Chegou a hora da punição severa contra os crimes ambientais?

Em Pelotas/RS, praticamente inexiste fiscalização ambiental pelo órgão ambiental municipal e quando raramente se aplica uma pena (como uma  multa administrativa), o COMPAM, dominado atualmente por visão liberal e desenvolvimentista, substitui a pena pecuniária por uma “educativa“, ou seja, se vale do “componente educativo, e não punitivo” e assim “sugerir ao proprietário da gleba que permita a realização de pesquisas técnicas e de atividades de educação ambiental na mata. Essas medidas visam a adesão do proprietário à preservação dessa importante mata remanescente do município de Pelotas, sem impor-lhe multas ou sanções pelo dano”. Isso tudo sem a mínima base legal.
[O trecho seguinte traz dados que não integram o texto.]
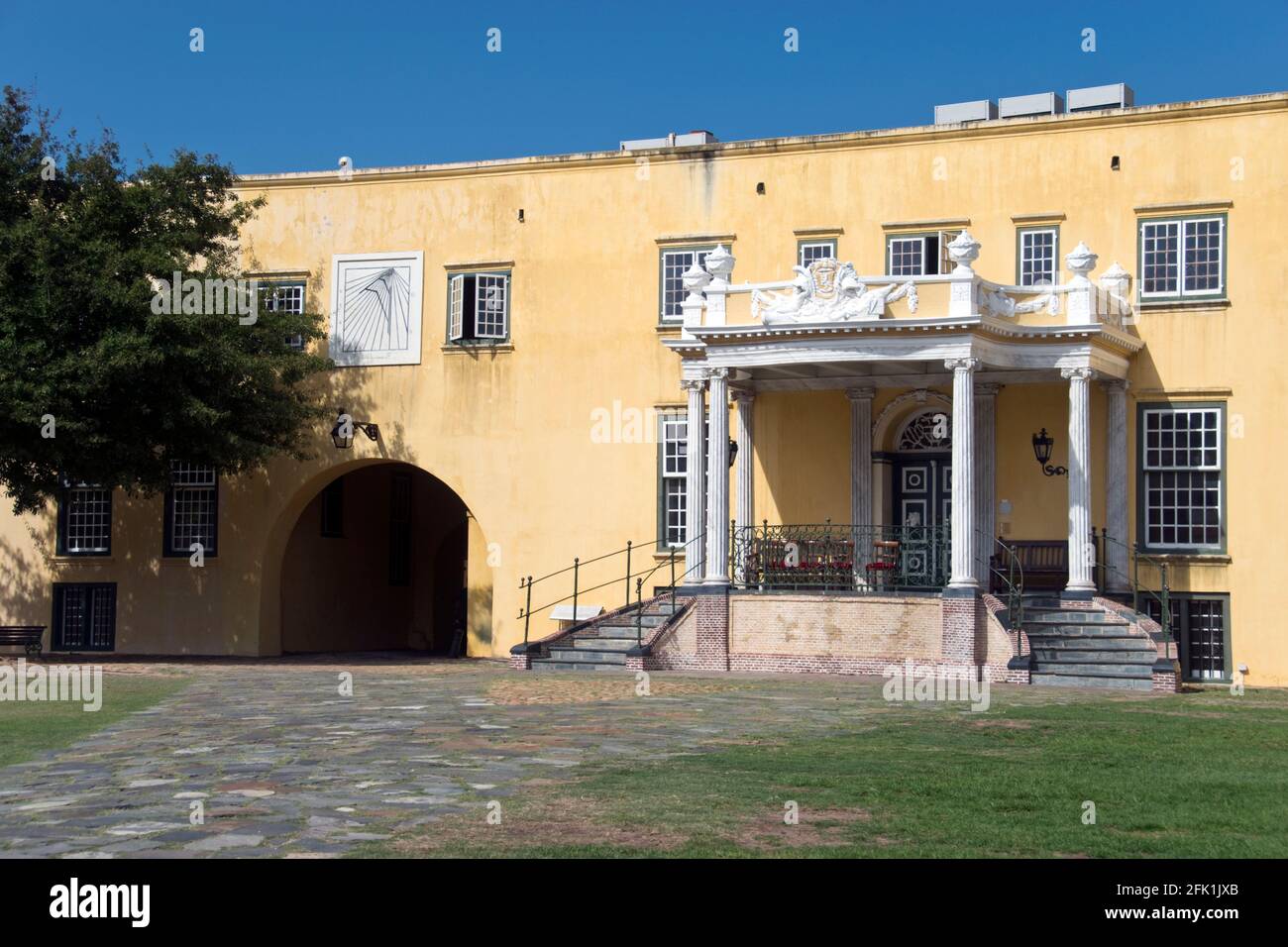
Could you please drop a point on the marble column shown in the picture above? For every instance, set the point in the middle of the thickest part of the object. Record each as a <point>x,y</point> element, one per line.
<point>1081,557</point>
<point>717,479</point>
<point>745,501</point>
<point>964,474</point>
<point>986,486</point>
<point>861,475</point>
<point>1116,484</point>
<point>696,496</point>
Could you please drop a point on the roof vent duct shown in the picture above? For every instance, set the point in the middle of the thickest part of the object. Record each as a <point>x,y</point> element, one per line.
<point>1038,103</point>
<point>983,110</point>
<point>671,141</point>
<point>1117,95</point>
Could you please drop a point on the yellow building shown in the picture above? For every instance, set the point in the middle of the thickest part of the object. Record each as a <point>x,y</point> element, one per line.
<point>862,313</point>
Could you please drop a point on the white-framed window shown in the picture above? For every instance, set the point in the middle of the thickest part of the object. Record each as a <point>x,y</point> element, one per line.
<point>1183,499</point>
<point>85,521</point>
<point>192,509</point>
<point>674,475</point>
<point>1181,258</point>
<point>284,296</point>
<point>918,254</point>
<point>1038,256</point>
<point>810,250</point>
<point>675,262</point>
<point>478,307</point>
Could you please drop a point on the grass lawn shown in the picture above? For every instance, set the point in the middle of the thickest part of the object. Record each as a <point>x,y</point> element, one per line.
<point>1197,775</point>
<point>27,729</point>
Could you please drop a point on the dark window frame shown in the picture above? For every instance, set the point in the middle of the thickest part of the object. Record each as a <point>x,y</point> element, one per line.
<point>1180,630</point>
<point>209,552</point>
<point>1142,478</point>
<point>56,630</point>
<point>63,512</point>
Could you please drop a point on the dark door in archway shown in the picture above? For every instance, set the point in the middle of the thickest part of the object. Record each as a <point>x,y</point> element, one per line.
<point>922,502</point>
<point>376,564</point>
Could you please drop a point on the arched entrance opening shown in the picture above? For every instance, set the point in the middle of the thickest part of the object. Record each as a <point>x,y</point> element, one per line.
<point>377,562</point>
Em Rio Grande/RS a fiscalização municipal se faz mais presente atualmente, mas é insuficiente para combater os ilícitos ambientais numa medida adequada.

Se a FEPAM (com escritório em Pelotas), o IBAMA (com escritório em Rio Grande), os MPs fazem valer a lei ambiental, lhes falta transparência e divulgação, pois tais ações não são publicizadas à comunidade e nem mesmo aos conselhos ambientais, salvo raras, mas raríssimas, situações (geralmente no caso em que se imprescinde desses colegiados para encaminhamentos legais de suas respectivas competências).

Até recentemente, quem agia com celeridade e acabava, mas não sem insuficiências, por fazer valer o Poder de Policia Ambiental era a Cia Ambiental da Brigada Militar. Mas a crise de gestão provocada pelo governo Sartori…

Então a Educação Ambiental, os TACs, TCAs (e genéricos) e as negociações/dialógos nos conselhos ambientais falharam? Chegou a hora da punição severa contra os crimes ambientais? Ou o desenvolvimentismo venceu?

Será um tema quente na COP21: o comércio de espécies selvagens, pesca ilegal, tráfico de resíduos tóxicos… A criminalidade ambiental está crescendo. Projeto que será defendido durante a Conferência sobre o clima que acontecerá em novembro em Paris, quer reforçar o arsenal jurídico internacional.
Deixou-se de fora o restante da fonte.